2

I have a text area which i populate dynamically(to be specific I have a QPlainTextEdit in Qt, but its not important for algorithm suggestion).

Now problem is sometimes Large amounts of data comes and as more data comes in my application becomes heavy,since all the text data is in main memory.

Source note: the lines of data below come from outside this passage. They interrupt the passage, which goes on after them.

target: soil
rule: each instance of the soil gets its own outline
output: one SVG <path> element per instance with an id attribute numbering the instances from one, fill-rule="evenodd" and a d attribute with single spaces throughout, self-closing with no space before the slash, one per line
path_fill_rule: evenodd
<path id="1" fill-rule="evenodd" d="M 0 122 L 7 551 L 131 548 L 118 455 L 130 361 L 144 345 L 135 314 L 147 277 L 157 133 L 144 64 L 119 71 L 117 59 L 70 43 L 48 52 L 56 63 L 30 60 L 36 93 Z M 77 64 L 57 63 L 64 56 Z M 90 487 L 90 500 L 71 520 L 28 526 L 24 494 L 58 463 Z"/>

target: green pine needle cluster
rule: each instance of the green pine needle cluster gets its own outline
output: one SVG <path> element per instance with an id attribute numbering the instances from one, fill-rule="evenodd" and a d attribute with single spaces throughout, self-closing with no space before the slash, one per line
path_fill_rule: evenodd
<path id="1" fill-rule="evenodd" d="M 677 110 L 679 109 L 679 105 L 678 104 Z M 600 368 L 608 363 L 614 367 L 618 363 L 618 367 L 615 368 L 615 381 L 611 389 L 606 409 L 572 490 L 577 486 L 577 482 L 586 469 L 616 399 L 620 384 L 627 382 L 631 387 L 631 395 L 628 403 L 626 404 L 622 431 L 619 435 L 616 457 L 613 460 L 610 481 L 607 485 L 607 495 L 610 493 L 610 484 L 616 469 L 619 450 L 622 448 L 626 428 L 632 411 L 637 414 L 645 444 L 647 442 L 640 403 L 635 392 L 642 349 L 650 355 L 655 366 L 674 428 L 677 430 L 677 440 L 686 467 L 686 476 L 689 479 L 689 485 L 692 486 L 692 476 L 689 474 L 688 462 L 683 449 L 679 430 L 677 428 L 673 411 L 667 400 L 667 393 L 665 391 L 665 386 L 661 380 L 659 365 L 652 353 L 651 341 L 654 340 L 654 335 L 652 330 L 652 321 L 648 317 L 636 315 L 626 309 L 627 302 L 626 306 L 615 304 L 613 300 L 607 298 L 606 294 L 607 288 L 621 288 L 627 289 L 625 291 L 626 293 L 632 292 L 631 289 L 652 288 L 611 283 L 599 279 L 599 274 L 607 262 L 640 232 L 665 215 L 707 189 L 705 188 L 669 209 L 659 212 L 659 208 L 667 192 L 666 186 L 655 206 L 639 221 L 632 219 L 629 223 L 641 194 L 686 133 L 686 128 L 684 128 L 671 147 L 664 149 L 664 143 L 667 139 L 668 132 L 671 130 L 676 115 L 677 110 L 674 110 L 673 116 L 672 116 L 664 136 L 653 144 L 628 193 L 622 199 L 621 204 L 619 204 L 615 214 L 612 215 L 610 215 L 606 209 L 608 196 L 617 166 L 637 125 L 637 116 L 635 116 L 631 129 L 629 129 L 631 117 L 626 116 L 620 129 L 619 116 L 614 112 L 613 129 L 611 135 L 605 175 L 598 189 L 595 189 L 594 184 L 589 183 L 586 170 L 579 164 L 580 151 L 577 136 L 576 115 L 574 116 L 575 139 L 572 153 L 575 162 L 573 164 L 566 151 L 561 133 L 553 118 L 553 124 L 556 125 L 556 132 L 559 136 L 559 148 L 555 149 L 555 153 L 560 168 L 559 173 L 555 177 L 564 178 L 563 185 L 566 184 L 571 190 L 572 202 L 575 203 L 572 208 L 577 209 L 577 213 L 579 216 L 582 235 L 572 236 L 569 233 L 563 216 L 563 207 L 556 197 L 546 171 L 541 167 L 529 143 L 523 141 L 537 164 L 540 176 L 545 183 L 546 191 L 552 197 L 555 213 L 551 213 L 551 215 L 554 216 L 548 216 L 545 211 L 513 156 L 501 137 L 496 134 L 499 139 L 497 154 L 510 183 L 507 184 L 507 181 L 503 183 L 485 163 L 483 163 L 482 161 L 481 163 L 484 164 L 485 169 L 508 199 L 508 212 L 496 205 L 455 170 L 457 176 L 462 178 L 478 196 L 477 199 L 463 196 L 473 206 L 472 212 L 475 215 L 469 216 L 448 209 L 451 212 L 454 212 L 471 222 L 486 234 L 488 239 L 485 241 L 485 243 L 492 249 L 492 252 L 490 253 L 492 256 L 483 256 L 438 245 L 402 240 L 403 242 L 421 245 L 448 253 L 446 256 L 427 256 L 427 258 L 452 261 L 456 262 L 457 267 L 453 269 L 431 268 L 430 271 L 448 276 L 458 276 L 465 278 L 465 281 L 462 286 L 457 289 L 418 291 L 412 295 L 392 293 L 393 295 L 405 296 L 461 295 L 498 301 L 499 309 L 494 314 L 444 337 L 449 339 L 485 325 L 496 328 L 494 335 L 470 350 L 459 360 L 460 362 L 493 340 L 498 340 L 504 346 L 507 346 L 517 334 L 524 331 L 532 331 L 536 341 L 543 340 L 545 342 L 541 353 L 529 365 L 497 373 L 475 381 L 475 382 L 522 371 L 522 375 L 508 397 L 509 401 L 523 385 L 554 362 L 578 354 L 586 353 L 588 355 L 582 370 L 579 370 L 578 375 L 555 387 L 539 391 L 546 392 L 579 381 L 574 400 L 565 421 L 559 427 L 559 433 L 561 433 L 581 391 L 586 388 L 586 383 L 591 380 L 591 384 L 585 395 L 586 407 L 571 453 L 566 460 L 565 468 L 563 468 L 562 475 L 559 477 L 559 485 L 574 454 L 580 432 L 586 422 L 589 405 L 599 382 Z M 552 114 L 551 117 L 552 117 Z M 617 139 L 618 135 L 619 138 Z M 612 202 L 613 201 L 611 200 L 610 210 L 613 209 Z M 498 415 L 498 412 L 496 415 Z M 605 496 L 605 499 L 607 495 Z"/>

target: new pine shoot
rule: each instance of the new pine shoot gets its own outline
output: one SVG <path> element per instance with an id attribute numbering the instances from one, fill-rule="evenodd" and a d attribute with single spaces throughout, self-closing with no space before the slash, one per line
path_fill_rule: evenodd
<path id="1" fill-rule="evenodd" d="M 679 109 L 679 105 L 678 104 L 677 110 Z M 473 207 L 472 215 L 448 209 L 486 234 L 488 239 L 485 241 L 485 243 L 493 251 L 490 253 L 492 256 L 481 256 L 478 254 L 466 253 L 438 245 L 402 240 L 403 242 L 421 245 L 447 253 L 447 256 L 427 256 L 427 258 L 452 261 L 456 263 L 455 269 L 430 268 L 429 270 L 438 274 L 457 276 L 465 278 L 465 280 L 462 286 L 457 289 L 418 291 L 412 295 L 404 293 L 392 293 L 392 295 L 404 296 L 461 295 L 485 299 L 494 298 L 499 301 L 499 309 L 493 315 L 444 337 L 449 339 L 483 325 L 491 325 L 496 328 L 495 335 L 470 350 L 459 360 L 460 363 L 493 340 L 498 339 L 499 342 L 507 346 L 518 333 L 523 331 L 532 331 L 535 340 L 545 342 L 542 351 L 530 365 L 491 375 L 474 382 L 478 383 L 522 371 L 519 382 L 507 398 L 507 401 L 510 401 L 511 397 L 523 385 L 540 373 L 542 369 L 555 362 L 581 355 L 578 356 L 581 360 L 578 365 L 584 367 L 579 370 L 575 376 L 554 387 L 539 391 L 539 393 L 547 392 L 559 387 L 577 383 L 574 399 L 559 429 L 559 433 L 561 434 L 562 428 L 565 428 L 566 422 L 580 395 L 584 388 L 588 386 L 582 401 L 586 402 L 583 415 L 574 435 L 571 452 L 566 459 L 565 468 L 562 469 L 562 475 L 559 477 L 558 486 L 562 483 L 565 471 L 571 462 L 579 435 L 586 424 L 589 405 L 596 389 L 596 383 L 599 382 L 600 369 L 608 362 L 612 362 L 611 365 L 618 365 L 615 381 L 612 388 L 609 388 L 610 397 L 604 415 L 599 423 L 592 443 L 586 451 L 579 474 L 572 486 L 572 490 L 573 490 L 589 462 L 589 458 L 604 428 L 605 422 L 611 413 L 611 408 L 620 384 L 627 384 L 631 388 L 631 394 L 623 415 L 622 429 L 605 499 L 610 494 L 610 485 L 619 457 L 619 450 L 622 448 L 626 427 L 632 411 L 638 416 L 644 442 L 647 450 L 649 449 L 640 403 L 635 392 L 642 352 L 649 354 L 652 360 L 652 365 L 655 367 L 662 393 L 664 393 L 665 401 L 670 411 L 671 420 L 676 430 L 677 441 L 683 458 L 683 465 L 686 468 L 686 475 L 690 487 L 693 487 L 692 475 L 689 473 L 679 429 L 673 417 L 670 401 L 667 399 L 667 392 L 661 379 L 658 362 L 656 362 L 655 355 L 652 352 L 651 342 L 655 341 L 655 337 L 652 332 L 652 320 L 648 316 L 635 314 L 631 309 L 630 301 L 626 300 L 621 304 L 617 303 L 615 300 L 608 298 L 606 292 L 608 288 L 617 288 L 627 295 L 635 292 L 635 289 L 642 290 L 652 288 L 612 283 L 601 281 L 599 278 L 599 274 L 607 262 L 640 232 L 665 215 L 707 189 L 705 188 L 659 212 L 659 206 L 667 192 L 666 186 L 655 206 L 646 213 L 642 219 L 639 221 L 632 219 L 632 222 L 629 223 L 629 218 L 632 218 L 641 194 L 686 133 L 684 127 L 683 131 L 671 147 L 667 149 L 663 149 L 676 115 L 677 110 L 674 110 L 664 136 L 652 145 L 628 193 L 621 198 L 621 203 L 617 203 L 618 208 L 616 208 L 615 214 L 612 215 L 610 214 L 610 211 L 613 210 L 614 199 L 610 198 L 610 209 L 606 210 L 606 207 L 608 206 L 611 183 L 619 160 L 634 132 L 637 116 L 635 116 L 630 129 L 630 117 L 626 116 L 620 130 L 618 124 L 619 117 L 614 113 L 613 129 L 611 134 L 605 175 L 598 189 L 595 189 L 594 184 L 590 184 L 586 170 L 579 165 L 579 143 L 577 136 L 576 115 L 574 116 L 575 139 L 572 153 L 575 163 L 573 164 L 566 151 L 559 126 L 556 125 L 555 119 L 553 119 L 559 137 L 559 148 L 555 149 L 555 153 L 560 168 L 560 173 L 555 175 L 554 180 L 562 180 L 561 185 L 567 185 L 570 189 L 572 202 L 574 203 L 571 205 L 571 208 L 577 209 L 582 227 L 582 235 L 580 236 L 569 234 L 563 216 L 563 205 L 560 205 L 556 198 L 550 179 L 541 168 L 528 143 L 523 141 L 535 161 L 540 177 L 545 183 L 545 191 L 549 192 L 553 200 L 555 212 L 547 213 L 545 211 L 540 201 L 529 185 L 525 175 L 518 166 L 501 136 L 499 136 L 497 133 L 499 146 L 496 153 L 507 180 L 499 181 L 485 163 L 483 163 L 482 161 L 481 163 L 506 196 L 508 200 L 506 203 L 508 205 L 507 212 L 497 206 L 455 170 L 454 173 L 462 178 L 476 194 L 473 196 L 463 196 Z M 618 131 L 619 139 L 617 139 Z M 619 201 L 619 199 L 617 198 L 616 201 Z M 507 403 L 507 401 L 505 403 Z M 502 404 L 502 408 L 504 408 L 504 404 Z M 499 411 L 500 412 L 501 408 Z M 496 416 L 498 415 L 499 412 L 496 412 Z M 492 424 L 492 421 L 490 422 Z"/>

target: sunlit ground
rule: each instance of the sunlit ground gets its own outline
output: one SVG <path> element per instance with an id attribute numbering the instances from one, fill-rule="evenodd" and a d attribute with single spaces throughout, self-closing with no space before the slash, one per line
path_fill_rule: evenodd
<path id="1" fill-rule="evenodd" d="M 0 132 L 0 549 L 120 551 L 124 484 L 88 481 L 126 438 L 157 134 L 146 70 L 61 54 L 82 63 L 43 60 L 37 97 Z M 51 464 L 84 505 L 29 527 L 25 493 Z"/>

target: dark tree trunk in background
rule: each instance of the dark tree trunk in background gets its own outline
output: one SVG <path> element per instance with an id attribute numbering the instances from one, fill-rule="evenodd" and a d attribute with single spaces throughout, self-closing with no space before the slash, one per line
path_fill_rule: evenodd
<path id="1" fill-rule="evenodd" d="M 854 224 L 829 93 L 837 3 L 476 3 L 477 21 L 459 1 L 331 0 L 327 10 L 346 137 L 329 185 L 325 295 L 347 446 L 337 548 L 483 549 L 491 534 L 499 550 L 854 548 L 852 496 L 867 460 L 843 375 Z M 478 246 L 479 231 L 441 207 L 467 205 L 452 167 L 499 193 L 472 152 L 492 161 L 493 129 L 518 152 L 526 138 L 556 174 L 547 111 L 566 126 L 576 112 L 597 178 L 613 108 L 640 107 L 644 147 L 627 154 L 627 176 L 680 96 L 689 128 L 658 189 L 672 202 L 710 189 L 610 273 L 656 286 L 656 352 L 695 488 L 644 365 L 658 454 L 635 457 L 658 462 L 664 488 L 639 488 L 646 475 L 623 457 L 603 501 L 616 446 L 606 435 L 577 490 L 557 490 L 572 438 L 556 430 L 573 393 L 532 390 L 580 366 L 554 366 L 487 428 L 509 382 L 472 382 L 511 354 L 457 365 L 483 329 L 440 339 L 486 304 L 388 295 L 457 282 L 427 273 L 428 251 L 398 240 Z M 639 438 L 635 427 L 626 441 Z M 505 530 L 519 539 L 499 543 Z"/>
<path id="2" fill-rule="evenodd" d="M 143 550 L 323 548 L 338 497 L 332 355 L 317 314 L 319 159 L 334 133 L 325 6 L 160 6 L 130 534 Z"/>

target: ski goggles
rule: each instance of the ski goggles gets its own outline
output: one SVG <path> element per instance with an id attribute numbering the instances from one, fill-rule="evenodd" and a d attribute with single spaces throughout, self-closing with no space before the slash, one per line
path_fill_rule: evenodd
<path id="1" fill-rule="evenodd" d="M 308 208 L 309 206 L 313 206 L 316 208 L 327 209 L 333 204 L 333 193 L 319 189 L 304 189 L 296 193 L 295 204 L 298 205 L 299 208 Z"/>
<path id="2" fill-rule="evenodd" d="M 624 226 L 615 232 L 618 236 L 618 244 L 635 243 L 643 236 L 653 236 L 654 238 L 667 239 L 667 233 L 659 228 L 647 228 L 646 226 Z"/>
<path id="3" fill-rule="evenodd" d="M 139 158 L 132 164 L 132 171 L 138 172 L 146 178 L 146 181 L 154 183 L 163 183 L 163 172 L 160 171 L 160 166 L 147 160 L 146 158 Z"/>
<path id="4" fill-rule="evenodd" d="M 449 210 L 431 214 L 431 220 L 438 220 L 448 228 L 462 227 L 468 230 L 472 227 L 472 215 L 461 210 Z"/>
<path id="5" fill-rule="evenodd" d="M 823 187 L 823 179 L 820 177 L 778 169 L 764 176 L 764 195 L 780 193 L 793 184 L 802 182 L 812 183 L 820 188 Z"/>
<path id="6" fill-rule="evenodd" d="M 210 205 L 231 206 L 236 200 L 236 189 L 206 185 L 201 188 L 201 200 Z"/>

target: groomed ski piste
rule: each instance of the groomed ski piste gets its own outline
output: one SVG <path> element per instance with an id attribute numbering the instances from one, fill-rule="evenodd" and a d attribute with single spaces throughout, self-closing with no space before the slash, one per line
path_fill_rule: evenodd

So I thought of the following. We can use a file for storing all the text data and display only limited amount of data dynamically, but at the same time I have to illusion the user that the data size is that of the file, by creating scroll events that trigger when new lines comes.

Is there any standard algorithm for such problem?

Sumeet
  • 8,086
  • 3
  • 25
  • 45
  • Memory mapped files lets the OS load nad unload your data for you into virtual memory. This will get you into the single Gigabyte range pretty safely in terms of size. Do you need more than this? – Michael Dorgan May 03 '17 at 18:58
  • Yes, can u please elaborate – Sumeet May 03 '17 at 19:26
  • I've not used them myself, but have read enough responses on them to know of there existence. https://msdn.microsoft.com/en-us/library/ms810613.aspx has an overview of it. http://stackoverflow.com/questions/22047673/transfering-data-through-a-memory-mapped-file-using-win32-winapi for stack overflow – Michael Dorgan May 03 '17 at 20:38
  • How big data is? 10k lines of text (about 100kB), or more? If is around 100k lines it should work fine. How do you update this text? What kind of API you are using? Do you use `QTextDocument`? – Marek R May 04 '17 at 12:13

3 Answers3

1

Subclass QAbstractListModel implement cache there. When cell value is read you are fetching data from cache and update it if value is not present in cache.

Tweak QTableView, by altering delegate to achieve needed visualization of cells. Note you have to use QTableView since other QAbstractItemViews have broken items recycling and they don't handle very large models well (QTableView doesn't have such issue).

Some time ego I've wrote hex viewer of large files and tested that with file size 2GB and it was working perfectly.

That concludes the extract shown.